I love data. Call me a geek but there’s something both satisfying and reassuring about hard numbers.
I also spend a lot of time keeping up on what’s happening on energy issues in the U.S. I go to conferences, watch webinars, talk to people in the industry, read blogs, trade publications, government notifications and court cases. What I find most telling about what’s happening, however, comes from the Energy Information Administration’s Electric Power Monthly.
While EIA’s predictions—as many critics have noted—can be less than reliable, there’s no reason to question the agency’s data on actual electric generation. The numbers along those lines tell a story that is especially compelling in the most recent report, from April. For the first time in history, electricity generated by natural gas surpassed electricity generated by coal (here’s a table that distills the data from the past 10 years).

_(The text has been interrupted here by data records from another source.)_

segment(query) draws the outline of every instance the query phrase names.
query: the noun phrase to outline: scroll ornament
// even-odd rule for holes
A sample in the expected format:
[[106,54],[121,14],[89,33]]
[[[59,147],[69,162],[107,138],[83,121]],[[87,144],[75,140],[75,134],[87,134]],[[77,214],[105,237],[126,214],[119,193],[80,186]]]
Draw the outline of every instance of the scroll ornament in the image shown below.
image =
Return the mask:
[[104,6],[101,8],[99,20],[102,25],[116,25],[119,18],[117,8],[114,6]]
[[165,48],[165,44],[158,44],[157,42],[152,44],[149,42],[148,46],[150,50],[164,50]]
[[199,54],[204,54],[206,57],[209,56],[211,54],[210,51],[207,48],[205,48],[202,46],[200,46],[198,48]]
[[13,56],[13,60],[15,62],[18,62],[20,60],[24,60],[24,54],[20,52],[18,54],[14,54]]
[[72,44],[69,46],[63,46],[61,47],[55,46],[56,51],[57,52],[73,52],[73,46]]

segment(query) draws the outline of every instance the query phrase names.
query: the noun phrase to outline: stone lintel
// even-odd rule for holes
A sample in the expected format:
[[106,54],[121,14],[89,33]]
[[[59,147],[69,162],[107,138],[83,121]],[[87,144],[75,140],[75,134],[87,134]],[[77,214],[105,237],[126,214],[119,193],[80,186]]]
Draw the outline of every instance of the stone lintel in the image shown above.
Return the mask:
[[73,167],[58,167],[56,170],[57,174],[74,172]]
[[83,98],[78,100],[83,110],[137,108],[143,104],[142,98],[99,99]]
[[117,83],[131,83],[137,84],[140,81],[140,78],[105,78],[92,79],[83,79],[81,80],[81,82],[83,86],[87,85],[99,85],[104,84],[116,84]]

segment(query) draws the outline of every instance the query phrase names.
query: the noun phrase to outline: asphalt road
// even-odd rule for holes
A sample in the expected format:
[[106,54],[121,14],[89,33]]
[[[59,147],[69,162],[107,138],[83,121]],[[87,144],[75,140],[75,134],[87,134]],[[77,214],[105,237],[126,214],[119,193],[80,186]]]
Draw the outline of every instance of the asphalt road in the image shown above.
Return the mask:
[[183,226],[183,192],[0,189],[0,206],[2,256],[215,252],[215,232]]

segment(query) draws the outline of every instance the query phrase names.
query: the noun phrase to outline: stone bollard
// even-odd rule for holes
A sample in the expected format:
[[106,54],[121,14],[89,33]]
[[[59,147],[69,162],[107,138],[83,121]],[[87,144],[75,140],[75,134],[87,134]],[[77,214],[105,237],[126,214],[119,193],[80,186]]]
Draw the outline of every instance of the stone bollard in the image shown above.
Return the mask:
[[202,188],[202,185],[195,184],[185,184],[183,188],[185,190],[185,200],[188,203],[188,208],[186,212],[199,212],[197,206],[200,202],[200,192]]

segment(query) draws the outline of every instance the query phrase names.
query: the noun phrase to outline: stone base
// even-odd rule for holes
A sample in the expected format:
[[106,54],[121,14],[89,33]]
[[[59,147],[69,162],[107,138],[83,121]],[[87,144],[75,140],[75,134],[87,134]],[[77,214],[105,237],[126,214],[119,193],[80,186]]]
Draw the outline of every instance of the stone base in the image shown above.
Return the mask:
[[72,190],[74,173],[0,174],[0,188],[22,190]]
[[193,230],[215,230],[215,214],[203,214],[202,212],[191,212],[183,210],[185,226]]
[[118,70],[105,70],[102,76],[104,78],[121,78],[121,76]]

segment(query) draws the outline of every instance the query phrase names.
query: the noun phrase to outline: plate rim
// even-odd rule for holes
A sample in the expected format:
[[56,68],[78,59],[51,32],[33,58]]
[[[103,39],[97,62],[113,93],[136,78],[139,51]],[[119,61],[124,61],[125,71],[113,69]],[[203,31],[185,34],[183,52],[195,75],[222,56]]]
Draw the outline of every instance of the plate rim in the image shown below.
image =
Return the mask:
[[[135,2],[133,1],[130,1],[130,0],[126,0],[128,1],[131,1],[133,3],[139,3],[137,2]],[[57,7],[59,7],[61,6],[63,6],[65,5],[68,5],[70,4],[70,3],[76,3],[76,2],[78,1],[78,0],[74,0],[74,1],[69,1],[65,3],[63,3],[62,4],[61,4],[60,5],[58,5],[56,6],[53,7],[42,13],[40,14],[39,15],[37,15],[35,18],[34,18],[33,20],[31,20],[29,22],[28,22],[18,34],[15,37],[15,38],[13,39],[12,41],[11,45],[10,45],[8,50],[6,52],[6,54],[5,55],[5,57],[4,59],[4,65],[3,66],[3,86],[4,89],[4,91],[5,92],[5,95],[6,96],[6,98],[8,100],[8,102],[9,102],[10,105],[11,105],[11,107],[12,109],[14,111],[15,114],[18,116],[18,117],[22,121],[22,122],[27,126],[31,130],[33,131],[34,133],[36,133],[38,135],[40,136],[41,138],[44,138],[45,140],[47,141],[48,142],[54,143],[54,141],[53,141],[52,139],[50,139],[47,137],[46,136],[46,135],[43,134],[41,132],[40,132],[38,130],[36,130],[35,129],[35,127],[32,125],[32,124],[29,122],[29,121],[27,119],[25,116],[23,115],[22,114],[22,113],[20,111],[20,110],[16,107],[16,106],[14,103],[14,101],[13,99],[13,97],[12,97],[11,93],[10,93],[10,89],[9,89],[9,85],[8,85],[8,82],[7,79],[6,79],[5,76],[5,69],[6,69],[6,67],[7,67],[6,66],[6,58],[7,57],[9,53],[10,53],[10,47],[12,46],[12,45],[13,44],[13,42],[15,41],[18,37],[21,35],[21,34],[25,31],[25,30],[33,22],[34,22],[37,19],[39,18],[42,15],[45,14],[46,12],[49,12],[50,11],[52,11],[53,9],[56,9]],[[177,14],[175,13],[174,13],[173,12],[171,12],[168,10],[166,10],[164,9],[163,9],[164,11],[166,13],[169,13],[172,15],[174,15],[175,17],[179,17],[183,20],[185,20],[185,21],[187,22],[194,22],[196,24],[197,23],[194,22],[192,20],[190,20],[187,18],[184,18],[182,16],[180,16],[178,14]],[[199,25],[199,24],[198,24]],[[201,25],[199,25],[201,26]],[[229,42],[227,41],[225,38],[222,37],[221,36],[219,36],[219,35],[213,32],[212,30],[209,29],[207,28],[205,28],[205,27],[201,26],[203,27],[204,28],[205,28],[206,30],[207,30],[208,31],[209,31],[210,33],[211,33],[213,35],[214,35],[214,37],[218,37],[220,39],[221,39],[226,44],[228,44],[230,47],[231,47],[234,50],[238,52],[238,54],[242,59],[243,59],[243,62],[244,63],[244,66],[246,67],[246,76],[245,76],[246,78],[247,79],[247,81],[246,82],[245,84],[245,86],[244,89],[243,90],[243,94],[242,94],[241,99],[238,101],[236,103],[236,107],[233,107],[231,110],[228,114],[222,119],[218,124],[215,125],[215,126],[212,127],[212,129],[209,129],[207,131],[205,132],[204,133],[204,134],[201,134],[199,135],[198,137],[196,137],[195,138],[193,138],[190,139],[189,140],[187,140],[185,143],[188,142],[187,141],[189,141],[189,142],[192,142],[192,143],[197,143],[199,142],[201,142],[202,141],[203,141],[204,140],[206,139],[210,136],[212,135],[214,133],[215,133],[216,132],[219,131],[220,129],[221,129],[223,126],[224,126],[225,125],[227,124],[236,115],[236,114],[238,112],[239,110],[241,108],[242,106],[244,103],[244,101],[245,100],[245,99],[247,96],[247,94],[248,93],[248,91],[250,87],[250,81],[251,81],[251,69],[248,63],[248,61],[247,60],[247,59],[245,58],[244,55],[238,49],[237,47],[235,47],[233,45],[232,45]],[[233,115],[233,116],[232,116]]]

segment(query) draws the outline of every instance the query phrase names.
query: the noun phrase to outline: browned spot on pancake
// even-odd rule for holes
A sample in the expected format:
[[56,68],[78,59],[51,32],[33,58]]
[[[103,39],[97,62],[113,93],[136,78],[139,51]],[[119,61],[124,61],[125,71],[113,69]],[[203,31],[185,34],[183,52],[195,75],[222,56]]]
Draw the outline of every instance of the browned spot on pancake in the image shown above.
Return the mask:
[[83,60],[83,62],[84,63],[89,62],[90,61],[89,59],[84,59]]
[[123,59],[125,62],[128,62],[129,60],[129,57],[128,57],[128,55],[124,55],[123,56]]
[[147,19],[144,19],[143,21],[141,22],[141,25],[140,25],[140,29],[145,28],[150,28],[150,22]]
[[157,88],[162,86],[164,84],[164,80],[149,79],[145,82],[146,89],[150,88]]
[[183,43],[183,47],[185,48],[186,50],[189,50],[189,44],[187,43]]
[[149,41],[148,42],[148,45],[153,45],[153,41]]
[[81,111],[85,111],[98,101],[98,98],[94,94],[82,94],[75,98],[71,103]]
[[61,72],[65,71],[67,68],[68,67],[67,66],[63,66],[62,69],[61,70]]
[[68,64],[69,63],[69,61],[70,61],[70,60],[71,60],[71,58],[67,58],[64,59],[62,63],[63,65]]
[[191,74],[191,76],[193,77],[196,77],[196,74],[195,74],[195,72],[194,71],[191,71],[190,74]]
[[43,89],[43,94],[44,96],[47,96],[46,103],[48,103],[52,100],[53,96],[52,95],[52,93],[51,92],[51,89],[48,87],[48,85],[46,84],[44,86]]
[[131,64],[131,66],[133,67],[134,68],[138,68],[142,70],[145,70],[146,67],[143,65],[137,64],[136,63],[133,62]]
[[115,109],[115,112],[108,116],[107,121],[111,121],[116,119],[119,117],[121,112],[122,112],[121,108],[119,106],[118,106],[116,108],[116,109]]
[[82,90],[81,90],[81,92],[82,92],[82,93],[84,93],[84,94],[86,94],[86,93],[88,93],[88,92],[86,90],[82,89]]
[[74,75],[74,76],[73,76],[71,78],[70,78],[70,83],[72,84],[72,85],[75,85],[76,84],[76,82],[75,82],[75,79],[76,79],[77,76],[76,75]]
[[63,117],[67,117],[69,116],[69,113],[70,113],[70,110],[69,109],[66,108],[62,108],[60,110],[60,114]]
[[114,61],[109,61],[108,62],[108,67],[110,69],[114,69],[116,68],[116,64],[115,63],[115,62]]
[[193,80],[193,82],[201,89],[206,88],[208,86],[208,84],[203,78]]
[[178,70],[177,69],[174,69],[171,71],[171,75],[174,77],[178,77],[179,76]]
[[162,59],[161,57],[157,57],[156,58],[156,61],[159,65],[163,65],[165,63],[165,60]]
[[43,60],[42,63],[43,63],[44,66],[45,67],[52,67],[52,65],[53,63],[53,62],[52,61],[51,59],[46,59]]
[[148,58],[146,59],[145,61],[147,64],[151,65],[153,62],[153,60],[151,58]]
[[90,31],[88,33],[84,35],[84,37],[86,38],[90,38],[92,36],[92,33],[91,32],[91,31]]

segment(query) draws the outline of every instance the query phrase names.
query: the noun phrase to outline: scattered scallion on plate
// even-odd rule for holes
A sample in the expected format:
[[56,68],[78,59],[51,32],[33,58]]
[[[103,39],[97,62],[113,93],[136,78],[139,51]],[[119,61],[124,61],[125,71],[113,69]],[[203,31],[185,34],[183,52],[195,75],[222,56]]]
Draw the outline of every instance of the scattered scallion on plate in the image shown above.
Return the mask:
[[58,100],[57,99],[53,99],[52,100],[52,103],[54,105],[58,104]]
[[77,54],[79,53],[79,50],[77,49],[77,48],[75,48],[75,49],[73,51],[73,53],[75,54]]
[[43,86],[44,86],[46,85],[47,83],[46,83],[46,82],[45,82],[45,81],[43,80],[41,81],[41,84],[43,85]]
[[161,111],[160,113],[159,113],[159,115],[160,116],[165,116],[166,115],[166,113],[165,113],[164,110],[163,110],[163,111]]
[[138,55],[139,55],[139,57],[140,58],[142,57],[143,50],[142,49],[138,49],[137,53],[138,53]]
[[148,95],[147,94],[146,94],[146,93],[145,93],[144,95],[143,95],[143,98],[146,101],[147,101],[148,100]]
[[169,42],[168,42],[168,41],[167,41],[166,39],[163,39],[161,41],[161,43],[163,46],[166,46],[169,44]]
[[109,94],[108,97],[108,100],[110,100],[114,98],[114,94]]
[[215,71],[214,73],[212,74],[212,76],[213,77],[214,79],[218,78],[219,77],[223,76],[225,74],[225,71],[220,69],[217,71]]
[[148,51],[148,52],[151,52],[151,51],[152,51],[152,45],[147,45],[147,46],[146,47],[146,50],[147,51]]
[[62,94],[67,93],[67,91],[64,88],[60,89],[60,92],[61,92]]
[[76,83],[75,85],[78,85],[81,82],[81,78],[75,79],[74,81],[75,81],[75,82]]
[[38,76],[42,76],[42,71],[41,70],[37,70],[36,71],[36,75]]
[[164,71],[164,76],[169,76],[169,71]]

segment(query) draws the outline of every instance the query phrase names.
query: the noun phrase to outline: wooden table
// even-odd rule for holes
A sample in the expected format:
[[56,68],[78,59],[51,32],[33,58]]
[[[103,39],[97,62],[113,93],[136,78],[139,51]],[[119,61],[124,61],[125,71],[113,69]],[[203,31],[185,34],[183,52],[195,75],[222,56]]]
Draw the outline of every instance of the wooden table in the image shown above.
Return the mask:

It’s more than a story about natural gas replacing coal, a phenomenon that is responsible for much of the change but that doesn’t explain the whole picture. While coal-fired generation accounted for 30.2 percent of U.S. electricity generation in April and natural gas accounted for 31.5 percent, renewables are taking a growing share of the market (16.7 percent in April, half of that from non-hydro sources like solar and wind). So natural gas can’t claim all the credit for the slide of coal. If that were the case, gas would be producing half of the country’s electricity generation, which is what coal used to do.
A decade ago coal provided 49.6 percent of U.S. electricity, gas 18.7 percent, nuclear energy 19.2 percent and renewables 8.8 percent, and non-hydro renewables accounted for only a quarter of renewable generation.
When you compare the most recent numbers to those logged in 2005, in other words, gas has picked up about 60 percent of the market lost by coal, and renewables have taken about 60 percent.
Also of note: total generation is about the same today as it was in 2005 even though population and the economy have grown, a sign that energy efficiency programs are helping shape the new energy economy.
Some may argue that April was atypical. After all, April is what energy analysts call a “shoulder” month, meaning that total generation is down because heating and cooling demands are low compared to winter or summer. In addition, April tends to be the windiest month, so wind-generated power is typically at its highest, and wind power is by far the largest source of non-hydro renewables. Skeptics might also point out that one month does not make a trend.
But the agency in its monthly report also provides data on likely new and retiring power plants. This is no generic prediction but rather a list of specific plants slated for closure or new construction based on information provided by the plant owners themselves. If you look at all the new renewable energy projects and natural gas plants under construction alongside all the coal plants scheduled for retirement, a clear trend emerges. The EIA reports also that coal’s share of electricity in general this year will come out to 35.6 percent, down from 38.7 percent in 2014.
It’s possible that coal will bounce back and reclaim the No. 1 spot for electricity generation in the near term, but it seems inevitable that coal will slip on a permanent basis from being the country’s largest source of electricity generation.
Coal-fire electricity generation doesn’t have much going for itself these days. It is dirty and it is expensive. The coal industry’s trump card has always been that it was “too big to fail” because it supplied such a large portion of electricity that the economy couldn’t do without it.
Those days are fading. The decline of coal is well under way.
Robert Ukeiley is a Boulder-based attorney and consultant who coordinates a campaign to increase Colorado’s renewable portfolio standard.